While he was speaking, the area was shaken by a 5.6-magnitude earthquake.
Kishida said Japan’s military has sent 1,000 soldiers to disaster areas to help with rescue efforts, emphasizing that they were dealing with “large-scale damage.” Details of the destroyed homes were still being investigated, he said.
Firefighters fought a fire in Wajima City that darkened the sky with embers and smoke.
According to nuclear regulators, several nuclear facilities in the region are running normally. A huge earthquake and tsunami in March 2011 caused three reactors at a nuclear plant in northeastern Japan to melt and emit large amounts of radioactivity.
Rows of toppled houses were shown in news footage. Some wooden structures were destroyed, and cars were flipped over. Ships half-sunk floated in bays where tsunami waves had poured in, leaving a muddy coastline.
The Japan Meteorological Agency issued a major tsunami warning for Ishikawa on Monday, as well as lower-level tsunami warnings or advisories for the rest of Japan’s main island of Honshu and the northern island of Hokkaido.

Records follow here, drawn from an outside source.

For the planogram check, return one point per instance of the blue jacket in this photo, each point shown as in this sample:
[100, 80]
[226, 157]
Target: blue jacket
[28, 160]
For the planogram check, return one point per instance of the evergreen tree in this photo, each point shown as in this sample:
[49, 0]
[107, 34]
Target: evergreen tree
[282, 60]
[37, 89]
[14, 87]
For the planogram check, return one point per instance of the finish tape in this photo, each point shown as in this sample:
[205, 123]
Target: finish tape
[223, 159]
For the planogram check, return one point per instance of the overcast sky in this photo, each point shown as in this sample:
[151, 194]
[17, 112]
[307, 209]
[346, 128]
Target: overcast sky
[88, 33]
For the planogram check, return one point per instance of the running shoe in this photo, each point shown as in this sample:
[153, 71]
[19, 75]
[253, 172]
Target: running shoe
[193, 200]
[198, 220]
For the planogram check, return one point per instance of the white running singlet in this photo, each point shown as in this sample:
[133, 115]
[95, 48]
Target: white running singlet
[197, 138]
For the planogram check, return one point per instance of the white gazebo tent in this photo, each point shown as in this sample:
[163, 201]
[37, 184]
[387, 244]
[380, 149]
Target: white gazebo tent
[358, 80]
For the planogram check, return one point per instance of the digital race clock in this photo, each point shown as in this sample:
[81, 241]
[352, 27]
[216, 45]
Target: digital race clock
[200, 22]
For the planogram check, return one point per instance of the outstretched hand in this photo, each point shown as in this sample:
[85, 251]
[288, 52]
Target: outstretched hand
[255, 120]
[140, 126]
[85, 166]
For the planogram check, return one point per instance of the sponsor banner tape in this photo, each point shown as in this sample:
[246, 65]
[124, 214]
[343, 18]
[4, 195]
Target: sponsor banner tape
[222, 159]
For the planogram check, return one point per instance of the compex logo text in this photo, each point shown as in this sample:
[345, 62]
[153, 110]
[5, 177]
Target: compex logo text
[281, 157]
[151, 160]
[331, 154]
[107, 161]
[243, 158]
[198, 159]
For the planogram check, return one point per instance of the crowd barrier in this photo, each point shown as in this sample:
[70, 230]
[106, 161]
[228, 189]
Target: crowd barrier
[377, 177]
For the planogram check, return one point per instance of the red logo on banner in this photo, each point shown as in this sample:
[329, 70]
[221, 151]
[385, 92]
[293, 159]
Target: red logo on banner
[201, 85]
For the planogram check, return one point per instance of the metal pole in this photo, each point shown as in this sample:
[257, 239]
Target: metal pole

Several hours later, the alert was lowered, and all tsunami warnings were withdrawn as of early Tuesday. Some areas were impacted by waves taller than one meter.
The organization warned that other strong quakes could strike the area in the coming days.
People who had been forced to flee their homes crowded in auditoriums, schools, and community centers. Bullet trains were suspended in the region, however service was being restored in some areas. Highway sections were stopped, water pipes burst, and cellular service was disrupted in certain regions.
In a statement, US President Joe Biden stated his administration was “ready to provide any necessary assistance for the Japanese people.”
Because of its location in the “Ring of Fire,” an arc of volcanoes and fault lines in the Pacific Basin, Japan is frequently struck by earthquakes.